Raiders marketing manager Jason Mathie said 'The Hulk' had been the most successful selling jersey in the club's history, prompting Canberra to think outside the square in its designs for 2015.
"It's not just about selling jerseys, it's about identifying new markets for rugby league," Mathie said. "The Hulk jersey actually opened our brand up to a whole new market. We had people who'd never been to a rugby league game before asking about getting a jersey.
"We've got an ageing membership-base, so it also drew a younger audience to our brand.
"The Hulk jersey has been the most successful jersey we've ever done in our history, since 1982."
Jersey sales are the top merchandise-seller for clubs and the Raiders have responded by recently employing a brand manager.
Mathie admitted there was a fine balance between maintaining traditional brand awareness and over-flooding the market with new concepts.
But Mathie cited the example of the New Zealand Warriors, who had gone from being one of the lower mechandise sellers in the NRL to the top by releasing a huge range of alternate jersey designs.
"They proved by thinking outside the box you can attract different markets ... they were the catalyst to get clubs to think more broadly about just maintaining their core traditional ranges," Mathie said.
"Having said that, there's a lot of history in the South Sydney jersey and the Dragons, so each club has their own justification.

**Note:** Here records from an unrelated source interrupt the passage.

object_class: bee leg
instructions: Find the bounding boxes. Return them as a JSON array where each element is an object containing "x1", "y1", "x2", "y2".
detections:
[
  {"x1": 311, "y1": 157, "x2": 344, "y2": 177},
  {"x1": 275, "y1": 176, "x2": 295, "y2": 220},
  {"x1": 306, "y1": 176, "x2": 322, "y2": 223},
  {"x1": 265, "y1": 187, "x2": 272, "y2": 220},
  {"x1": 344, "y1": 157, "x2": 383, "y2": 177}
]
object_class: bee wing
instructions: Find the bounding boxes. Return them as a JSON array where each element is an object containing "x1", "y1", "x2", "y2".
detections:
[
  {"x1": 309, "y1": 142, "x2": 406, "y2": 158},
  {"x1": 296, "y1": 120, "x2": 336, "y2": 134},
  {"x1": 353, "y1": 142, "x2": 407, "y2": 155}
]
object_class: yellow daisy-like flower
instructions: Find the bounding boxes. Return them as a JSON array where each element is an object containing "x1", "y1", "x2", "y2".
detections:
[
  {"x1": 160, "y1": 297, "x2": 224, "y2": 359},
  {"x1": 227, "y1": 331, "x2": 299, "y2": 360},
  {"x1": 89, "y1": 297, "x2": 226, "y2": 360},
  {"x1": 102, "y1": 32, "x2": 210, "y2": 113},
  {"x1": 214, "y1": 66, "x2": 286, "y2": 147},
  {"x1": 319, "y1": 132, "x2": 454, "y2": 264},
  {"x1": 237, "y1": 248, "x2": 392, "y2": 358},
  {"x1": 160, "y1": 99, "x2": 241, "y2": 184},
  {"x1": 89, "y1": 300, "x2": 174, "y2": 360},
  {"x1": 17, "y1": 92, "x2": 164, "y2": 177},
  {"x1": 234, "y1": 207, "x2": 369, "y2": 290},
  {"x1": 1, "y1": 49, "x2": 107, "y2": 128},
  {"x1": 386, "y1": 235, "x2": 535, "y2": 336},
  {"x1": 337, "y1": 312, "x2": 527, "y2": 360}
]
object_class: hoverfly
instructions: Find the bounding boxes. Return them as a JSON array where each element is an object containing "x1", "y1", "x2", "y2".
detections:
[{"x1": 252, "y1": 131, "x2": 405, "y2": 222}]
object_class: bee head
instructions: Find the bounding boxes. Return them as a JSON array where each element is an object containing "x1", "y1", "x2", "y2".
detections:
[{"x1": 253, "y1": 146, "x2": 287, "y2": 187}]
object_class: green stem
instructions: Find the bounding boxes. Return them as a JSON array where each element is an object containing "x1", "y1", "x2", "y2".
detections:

"At the Raiders we think there's a balance. We want to maintain our green strip from 1982 but, given the transient community in Canberra, there's people who haven't grown up with the Raiders. So we think we're in a position where we can maintain some tradition but also introduce new garments.
"It gives fans a choice. As a club, we realise we need to have more than just a home-and-away strip. We need to have multiple strips per year because it opens us up to new markets. We think six is the maximum we'd arrange, if you go beyond that they dilute each other."
Clubs must maintain their core home-and-away jerseys for a minimum of two years.
While the regular home jersey for 2015 is based on a very traditional Raiders strip, the away jersey has swapped predominantly white for yellow.
"We liked the fact we could maintain one of our core colours, yellow, but in a different way to any away jersey we've had before."
The one-off legacy jersey, to be worn in NRL's Heritage Round, features an image of 1989 captains Mal Meninga and Dean Lance holding the premiership trophy aloft.